When interest rates fall – as in this case, demand for a country’s currency tends to fall as well, as investors hold less of a currency since there is less benefit to putting their money in the country’s banking system. This leads to a decline in currency value.
Nevertheless, US Fed officials have indicated that ‘it is still too soon to even speculate about either the size or the persistence of these effects, or whether they will lead to a material change in the outlook’.
IG Asia market strategist Pan Jingyi said that ‘selling into the month-end might have also exacerbated the decline’.
‘This had coincided also with gold prices gains, suggesting that some profit taking might be the case,’ she added.
Widening spread of COVID-19 raises ‘fresh aversion’
The rapid spread of the virus beyond China in countries like Iran, South Korea, and Italy over this past weekend, had raised new concerns and fears in global financial markets at the start of the week.
As Pan also wrote on Monday, the jump in coronavirus cases had ‘sparked off a fresh round of risk aversion’, and the issue ‘had suddenly taken a more global turn into this week’.
Adjustments appear to have kicked into place for the US market, despite the relative insulation from the rest of the world perceived thus far, she added.
US equities, for instance, sunk on Tuesday, with the Dow Jones Industrial Average losing 879.44 points, equivalent to a loss of 3.15%, to end at 27,081.36. This was the first time the benchmark has ever posted losses of at least 800 points on back-to-back days.
The US Treasury note – also viewed as a less risky asset like the USD – also a record-low yield on Tuesday on the back of COVID-19 concerns and soft US GDP estimates for the first quarter of 2020.
Flipside: investors returning to safe-haven yen
Pan said that the yen could also be strengthening as a reflection of the increased risk sentiment, since the rise has coincided with reports of new coronavirus cases.
This reinforces yen’s reputation as a safe-haven currency to some extent, she added, just as markets were beginning to have their doubts about the fiat money. That's because Japan has the highest number of confirmed COVID-19 cases (over 800) outside of China.
Analysts at US financial services firm Action Economics shared the same sentiment, stating that investors and traders might be overlooking the yen’s traditional risk-free qualities.
‘In the scheme of things however, given risk-off conditions, and heightened coronavirus concerns, USD/JPY has held up relatively well,’ the analysts wrote in a note.

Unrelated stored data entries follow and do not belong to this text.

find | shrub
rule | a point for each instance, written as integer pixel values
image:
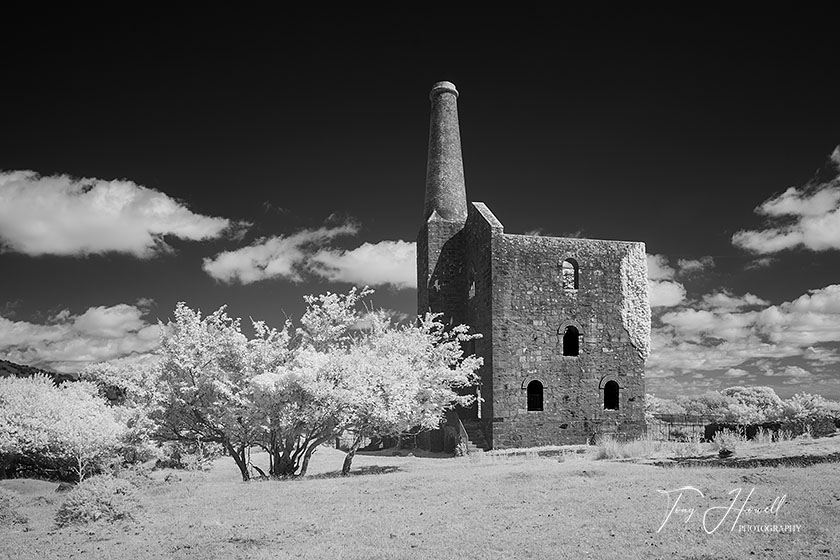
(190, 456)
(726, 441)
(610, 448)
(99, 498)
(9, 515)
(55, 431)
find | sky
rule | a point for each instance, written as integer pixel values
(248, 159)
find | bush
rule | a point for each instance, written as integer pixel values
(190, 456)
(62, 432)
(726, 441)
(99, 498)
(9, 515)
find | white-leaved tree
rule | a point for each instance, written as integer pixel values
(53, 429)
(291, 390)
(406, 377)
(205, 377)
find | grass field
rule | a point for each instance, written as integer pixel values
(482, 507)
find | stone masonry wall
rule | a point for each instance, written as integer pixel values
(441, 282)
(480, 227)
(530, 310)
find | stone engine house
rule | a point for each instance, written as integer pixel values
(565, 322)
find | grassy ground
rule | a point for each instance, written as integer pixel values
(487, 506)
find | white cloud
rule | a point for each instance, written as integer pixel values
(109, 322)
(663, 291)
(735, 372)
(665, 294)
(60, 215)
(275, 257)
(690, 266)
(69, 342)
(374, 264)
(308, 252)
(658, 268)
(727, 336)
(806, 217)
(810, 319)
(727, 300)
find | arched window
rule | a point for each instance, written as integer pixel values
(570, 275)
(571, 341)
(535, 395)
(611, 395)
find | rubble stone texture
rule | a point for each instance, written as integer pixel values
(514, 291)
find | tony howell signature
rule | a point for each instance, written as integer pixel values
(722, 513)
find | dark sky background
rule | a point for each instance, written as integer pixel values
(636, 126)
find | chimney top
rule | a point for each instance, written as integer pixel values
(443, 86)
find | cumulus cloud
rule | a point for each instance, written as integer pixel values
(727, 300)
(375, 264)
(309, 253)
(60, 215)
(665, 294)
(663, 291)
(806, 217)
(275, 257)
(67, 342)
(691, 266)
(659, 269)
(734, 330)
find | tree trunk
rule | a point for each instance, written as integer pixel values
(348, 459)
(239, 457)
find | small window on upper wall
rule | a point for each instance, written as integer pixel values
(571, 341)
(535, 395)
(570, 275)
(611, 395)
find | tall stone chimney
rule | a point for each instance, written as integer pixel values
(445, 190)
(441, 275)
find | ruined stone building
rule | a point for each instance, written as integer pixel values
(565, 322)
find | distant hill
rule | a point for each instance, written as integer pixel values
(11, 369)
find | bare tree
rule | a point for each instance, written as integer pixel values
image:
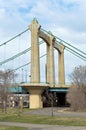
(77, 94)
(6, 80)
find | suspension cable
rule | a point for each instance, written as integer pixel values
(75, 54)
(14, 37)
(73, 51)
(27, 63)
(66, 43)
(19, 54)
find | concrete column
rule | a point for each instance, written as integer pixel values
(50, 62)
(35, 65)
(35, 99)
(61, 72)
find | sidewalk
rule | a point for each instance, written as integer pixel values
(42, 127)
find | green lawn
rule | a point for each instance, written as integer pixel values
(12, 116)
(11, 128)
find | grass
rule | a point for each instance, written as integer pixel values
(12, 116)
(11, 128)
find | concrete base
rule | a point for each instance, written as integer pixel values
(35, 90)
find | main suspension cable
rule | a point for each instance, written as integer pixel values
(14, 37)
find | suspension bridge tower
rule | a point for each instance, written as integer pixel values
(36, 88)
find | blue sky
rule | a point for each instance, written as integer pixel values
(64, 18)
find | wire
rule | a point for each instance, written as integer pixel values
(71, 49)
(19, 54)
(65, 42)
(27, 63)
(14, 37)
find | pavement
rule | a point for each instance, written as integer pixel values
(48, 111)
(42, 127)
(56, 112)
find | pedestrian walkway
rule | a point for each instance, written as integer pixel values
(42, 127)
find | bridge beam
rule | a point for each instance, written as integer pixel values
(61, 71)
(35, 64)
(50, 62)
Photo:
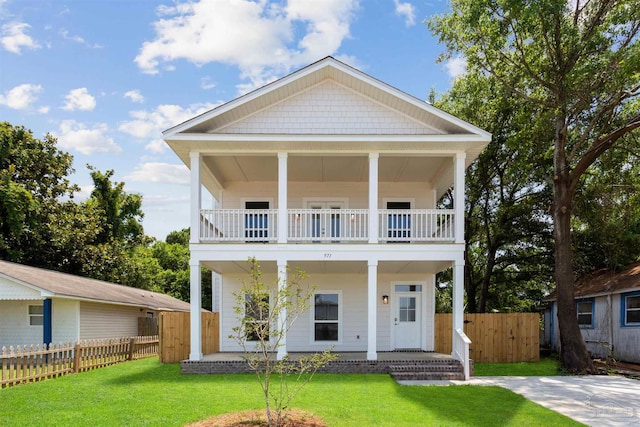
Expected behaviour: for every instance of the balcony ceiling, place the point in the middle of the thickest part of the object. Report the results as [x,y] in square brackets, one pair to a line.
[325,168]
[334,267]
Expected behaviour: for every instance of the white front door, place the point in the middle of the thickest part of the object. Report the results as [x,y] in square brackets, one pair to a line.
[407,320]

‘There was talk last week of early portfolio flows into the dollar ahead of Japan’s fiscal year end on 31 March, with pension funds rumoured to have been big buyers. These flows may continue, and despite the current risk-averse conditions, may limit USD/JPY downside for now.’
Downsides to be expected
Still, the higher levels of risk aversion and volatility at present has Pan believing that downsides are to be expected in the coming days.
UOB analysts also noted that there are yet to be any signs of stabilisation for the US dollar, with further weakness still a possibility. ‘From here, USD could continue to trade in volatile manner but is expected to stay to within last week’s broad 109.64/112.21 (range) for a while,’ they wrote.
Certainly, the pair is beginning to inch up again, making volatility the only constant at this point, and any bold predictions a difficult ask.